Oh yeah, back to the remote place where everyone you interact with is prepared to cater your experience, meaning it is no more different a culture than Disneyland, or hardly so even if in past generations it might have been, let’s say you work hard to go farther from the airport. If you actually do reach some place meaningfully remote, you are homogenizing them. Congratulations, you’re ruining the diversity you purport to value.

Bonus points for readers who identify the image below and its connection to this post.

This Post Has 4 Comments

  1. Marcia

    I’ve been thinking more and more about how bad flying is over the last few years. Once you think it, it’s hard to un-think it. Then, when I see the “fabulous” vacations that friends take to Argentina, Peru, Japan, Thailand, Denmark, South Africa … I am less impressed. I am planning a *fabulous* 30th anniversary trip this year (to make up for my canceled 50th birthday trip to Hawaii in 2020). It will involve taking trains and a ferry to Catalina.

    1. Joshua

      Thanks for sharing.

      Your friends’ values are their own and I don’t impose mine on others (I posted about my relevant ones here, and I recognize that they conflict with most Americans’ practices today, at least where they affect others through the environment), but do you think they considered the people affected by their actions without their consent?

      People are displaced from their land to access fuel and minerals for our “fabulous” lifestyles, made homeless, their families torn apart. Then, they and others are harmed by pollution.

      Personally, I was pleasantly surprised that I found I like my life more without the “fabulous” trips but with the inner conflict of violating my values, instead with the inner peace and connection with my neighbors around the world but without the “fabulous” trips.

  2. Joan Philips

    Now write a column about having children, which is something that I can happily do without. You have a kid, that kid is not very different from the 8 billion other people on earth. If you want to parent, there are ways of doing that without creating a new human being.
    If you did write such a column, I bet a lot of people would be very critical of it. To them, bearing children is a profound experience that cannot be substituted.

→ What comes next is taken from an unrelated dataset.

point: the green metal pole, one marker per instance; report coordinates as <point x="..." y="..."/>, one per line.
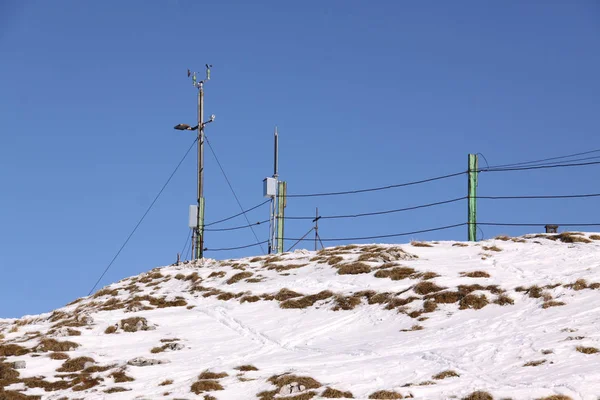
<point x="472" y="197"/>
<point x="281" y="203"/>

    I am like them with travel. Going to Thailand is not at all like eating Thai food in the US. I remember being astonished by the beauty of Porto, Portugal, even though I had seen many photos and videos of the place. Saying I don’t need to be there in person is like saying that virtual sex is just as good as “the real thing” (it isn’t). I stay almost exclusively in hostels or with friends and can do without packaged tours and superficial experiences.

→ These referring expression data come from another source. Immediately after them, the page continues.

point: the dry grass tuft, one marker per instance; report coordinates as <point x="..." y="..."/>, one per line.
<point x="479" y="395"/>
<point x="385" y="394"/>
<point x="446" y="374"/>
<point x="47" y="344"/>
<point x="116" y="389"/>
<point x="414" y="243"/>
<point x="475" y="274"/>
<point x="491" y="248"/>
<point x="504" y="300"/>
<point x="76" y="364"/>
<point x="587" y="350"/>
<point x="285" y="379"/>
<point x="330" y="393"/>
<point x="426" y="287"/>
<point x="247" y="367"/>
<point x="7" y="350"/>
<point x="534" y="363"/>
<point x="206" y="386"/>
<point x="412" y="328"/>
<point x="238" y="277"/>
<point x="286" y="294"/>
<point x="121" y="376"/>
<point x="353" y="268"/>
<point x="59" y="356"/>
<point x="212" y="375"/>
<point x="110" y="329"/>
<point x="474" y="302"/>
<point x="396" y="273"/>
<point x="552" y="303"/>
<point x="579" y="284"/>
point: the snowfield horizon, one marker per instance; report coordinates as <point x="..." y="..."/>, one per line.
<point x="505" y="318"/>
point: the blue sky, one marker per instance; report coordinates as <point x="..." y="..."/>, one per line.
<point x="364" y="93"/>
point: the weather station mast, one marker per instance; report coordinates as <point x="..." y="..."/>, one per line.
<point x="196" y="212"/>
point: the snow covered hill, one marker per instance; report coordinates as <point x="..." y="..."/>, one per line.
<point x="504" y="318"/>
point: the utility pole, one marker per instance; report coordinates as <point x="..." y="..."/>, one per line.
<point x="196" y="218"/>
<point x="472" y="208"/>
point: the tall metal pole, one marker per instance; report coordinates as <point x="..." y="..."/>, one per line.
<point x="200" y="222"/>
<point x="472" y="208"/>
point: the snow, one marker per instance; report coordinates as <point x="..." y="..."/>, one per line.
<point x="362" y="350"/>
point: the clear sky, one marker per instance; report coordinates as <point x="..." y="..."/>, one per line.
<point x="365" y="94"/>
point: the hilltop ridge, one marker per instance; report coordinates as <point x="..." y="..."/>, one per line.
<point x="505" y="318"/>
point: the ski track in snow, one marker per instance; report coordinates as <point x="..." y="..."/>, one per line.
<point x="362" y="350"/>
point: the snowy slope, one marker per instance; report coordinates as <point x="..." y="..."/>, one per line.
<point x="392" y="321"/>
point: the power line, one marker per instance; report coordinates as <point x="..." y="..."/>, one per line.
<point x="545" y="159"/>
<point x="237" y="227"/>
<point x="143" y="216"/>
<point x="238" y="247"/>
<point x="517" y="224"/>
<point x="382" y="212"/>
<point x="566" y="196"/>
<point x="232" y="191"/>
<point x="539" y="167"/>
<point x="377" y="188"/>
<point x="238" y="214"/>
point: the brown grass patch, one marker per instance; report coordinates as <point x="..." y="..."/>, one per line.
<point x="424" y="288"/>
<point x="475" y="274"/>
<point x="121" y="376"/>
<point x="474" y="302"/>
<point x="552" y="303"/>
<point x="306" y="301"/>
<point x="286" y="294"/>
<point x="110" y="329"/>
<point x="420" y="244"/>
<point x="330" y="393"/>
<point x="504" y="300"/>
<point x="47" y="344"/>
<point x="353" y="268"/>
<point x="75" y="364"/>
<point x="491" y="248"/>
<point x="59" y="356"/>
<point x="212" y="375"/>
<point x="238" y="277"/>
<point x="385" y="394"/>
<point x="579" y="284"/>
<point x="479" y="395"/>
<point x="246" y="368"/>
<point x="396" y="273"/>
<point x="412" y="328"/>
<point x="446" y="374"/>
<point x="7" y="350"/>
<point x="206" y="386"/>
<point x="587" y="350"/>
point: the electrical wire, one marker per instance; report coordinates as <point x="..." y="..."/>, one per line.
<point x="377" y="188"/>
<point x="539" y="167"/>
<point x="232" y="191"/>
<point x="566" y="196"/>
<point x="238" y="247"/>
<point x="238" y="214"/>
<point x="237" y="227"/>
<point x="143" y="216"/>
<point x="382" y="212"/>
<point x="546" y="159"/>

    However, I do want to limit my use of fossil fuels. So as a compromise, I’m looking to move to Mexico where I can enjoy nice weather and visit many interesting locations using bus or train only. I wonder how much less energy I use by not heating my home in Minnesota during the winter.

    1. Joshua

      You’ve touched on two live wires in sustainability: population and travel. I love people and want to maintain a healthy, sustainable population so yes to kids but not to overpopulation. My favorite food is Thai food in Thailand. The pollution and depletion necessary for flying or a fossil-fuel-powered ship violate values I think we all share (as well as the Constitution, which says no person shall be deprived of life, liberty, or property without due process of law, which polluting and depleting does, even if the government doesn’t enforce it), so I’ve learned to sail. I may never make it across the Pacific, but if I do, I know that one trip across will bring me more life value than all the trips I could have taken if I didn’t mind violating my values and the Constitution.

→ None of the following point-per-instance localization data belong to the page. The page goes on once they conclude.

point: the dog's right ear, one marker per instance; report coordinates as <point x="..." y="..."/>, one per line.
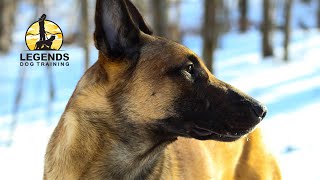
<point x="117" y="32"/>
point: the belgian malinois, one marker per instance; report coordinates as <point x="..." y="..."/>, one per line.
<point x="150" y="109"/>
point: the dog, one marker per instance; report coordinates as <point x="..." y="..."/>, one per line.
<point x="46" y="44"/>
<point x="150" y="109"/>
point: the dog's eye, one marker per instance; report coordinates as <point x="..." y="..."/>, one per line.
<point x="189" y="69"/>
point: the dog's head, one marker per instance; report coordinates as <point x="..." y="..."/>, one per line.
<point x="160" y="85"/>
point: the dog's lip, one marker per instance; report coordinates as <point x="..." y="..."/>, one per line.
<point x="200" y="131"/>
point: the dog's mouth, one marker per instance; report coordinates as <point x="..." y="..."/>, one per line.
<point x="227" y="136"/>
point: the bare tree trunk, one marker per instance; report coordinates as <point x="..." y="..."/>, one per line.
<point x="318" y="14"/>
<point x="209" y="32"/>
<point x="160" y="17"/>
<point x="85" y="31"/>
<point x="288" y="7"/>
<point x="7" y="21"/>
<point x="243" y="20"/>
<point x="174" y="31"/>
<point x="267" y="49"/>
<point x="16" y="105"/>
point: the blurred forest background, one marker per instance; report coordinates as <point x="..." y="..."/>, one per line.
<point x="267" y="48"/>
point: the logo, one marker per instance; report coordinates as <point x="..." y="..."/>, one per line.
<point x="44" y="39"/>
<point x="44" y="35"/>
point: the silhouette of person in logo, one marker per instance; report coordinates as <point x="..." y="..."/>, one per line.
<point x="44" y="43"/>
<point x="42" y="31"/>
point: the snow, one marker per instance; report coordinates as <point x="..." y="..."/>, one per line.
<point x="290" y="90"/>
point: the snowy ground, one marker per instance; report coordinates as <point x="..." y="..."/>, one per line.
<point x="291" y="92"/>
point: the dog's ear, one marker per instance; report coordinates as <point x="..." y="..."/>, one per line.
<point x="117" y="32"/>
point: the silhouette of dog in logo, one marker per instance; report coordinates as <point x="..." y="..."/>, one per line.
<point x="44" y="43"/>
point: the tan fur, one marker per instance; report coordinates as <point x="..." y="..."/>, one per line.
<point x="109" y="127"/>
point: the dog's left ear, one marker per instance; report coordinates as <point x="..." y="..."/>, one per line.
<point x="118" y="28"/>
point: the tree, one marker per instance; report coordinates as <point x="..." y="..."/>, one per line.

      My experience not flying has brought me, and those I know who stopped flying based on their values found the same results, more overall life value. To use your analogy, not flying is like learning to love someone I actually spend time with in person. Flying to other people and places feels like a prostitute, someone I don’t have a meaningful relationship but just pay to use. I’m not sure the analogy works completely, but just exploring the direction you went.